On Tuesday, 29 September 2015 at 21:02:42 UTC, Nordlöw wrote:
As a follow-up to
https://github.com/D-Programming-Language/phobos/pull/3207#issuecomment-144073495
I starting digging in DMD for logic controlling behaviour of
assert(), especially whether it's possible to add automatic
printing of `lhs` and `rhs` upon assertion failure if
`AssertExp` is a binary expression say `lhs == rhs`.
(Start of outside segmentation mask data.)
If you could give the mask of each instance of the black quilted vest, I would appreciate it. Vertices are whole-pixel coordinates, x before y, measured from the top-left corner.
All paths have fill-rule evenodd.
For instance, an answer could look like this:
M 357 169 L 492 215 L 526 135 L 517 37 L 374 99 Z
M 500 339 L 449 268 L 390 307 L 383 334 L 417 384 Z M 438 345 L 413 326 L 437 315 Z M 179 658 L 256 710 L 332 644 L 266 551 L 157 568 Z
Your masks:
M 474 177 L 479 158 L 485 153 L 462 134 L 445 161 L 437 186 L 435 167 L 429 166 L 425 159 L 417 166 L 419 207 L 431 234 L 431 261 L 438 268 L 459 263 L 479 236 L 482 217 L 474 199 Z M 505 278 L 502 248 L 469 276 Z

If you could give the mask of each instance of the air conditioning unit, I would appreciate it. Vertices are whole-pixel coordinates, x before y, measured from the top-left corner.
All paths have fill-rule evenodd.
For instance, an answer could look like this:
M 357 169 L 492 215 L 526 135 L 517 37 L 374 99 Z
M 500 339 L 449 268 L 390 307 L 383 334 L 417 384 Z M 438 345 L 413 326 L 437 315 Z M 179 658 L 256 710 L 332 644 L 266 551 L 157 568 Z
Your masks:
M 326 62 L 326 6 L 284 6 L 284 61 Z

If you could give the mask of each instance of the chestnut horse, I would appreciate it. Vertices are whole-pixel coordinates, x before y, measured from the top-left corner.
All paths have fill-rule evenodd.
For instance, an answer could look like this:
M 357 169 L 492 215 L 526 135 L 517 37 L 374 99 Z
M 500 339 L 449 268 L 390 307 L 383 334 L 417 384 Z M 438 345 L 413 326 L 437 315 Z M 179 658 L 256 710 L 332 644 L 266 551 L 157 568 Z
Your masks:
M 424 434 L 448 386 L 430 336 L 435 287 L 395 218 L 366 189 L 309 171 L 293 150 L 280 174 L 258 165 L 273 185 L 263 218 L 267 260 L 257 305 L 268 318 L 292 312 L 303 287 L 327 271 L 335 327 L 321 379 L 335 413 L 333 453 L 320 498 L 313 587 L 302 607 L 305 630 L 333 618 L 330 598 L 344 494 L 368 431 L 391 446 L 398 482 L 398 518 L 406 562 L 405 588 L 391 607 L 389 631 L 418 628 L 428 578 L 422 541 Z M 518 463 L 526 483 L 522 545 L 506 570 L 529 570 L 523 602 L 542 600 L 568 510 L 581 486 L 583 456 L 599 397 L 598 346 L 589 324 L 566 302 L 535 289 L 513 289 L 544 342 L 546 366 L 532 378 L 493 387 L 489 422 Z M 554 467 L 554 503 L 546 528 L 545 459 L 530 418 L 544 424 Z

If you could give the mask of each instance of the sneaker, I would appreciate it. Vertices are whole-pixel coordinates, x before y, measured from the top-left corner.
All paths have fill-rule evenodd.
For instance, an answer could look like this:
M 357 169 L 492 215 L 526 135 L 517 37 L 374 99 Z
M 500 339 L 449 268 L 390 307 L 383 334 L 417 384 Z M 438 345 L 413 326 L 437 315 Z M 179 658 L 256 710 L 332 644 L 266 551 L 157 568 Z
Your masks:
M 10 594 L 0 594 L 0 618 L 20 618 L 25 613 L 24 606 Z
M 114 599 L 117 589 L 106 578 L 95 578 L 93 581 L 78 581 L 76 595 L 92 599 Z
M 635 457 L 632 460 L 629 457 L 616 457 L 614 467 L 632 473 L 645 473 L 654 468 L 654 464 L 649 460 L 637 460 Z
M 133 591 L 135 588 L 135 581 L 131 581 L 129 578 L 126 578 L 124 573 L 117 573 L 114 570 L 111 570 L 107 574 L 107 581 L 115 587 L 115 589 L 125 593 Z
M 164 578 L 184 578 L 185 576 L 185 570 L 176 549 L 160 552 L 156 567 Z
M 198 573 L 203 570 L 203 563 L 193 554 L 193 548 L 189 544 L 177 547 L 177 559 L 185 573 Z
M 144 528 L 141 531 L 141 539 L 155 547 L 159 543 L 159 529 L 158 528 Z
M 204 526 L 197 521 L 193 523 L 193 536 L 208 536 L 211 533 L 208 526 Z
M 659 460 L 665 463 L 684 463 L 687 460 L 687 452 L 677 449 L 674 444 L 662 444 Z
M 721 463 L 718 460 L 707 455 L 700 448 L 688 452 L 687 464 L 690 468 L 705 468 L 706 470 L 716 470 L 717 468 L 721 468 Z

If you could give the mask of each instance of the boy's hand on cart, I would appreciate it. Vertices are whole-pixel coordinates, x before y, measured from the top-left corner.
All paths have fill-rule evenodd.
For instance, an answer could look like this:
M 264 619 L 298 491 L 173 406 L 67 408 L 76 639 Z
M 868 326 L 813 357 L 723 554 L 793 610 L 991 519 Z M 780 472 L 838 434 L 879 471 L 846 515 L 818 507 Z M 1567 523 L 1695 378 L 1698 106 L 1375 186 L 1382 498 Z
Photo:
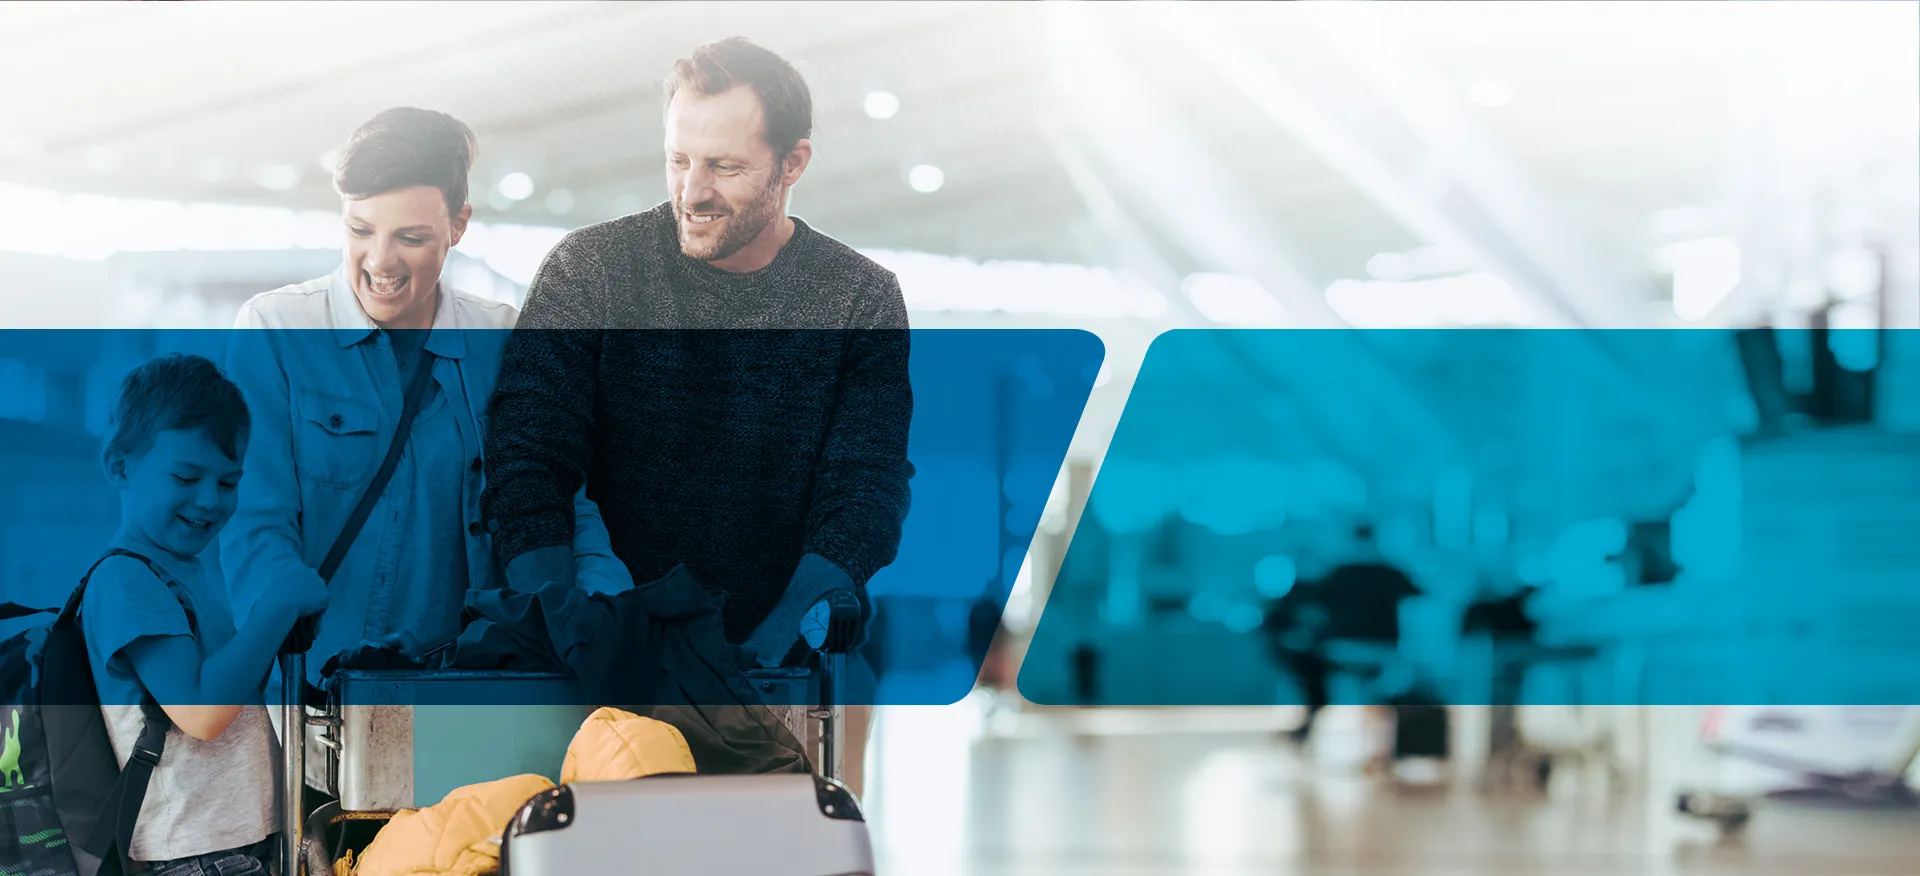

After grepping for `AssertExp` the only possible place I could
think of was
ToElemVisitor::visit(AssertExp *ae)
inside
elem *toElem(Expression *e, IRState *irs)
in file e2ir.c.
Questions:
1. Is this the right place where this lhs-rhs-printing logic
should be added? If so could somebody tell me how to make this
happen?
2. Is it possible to from within DMD generate expressions that
do
`import std.stdio : write`
and then calls write on the `lhs` and `rsh`...or this a
completely wrong approach to solving this problem?
More thoughts on this: what about ranges and testing for
equality? It would be helpful if either this DIP made the
compiler recognise and deal with `std.algorithm.equal`
differently or recognise that on one or both sides of `==`
there's a range.
I'm thinking of all the different `shouldXXX` functions I wrote
for unit-threaded. Equality is by far the most common thing to
assert on in a test, but there are other useful ones that need to
be considered. Two that come to mind right now are asserting that
a range contains an element and that two ranges are the same
ignoring ordering.
For the former, `assert(range.canFind(elt))` would be hard to
deal with in this DIP. I don't see a better way, however, since
`in` only works for AAs.
For the latter... I don't know either.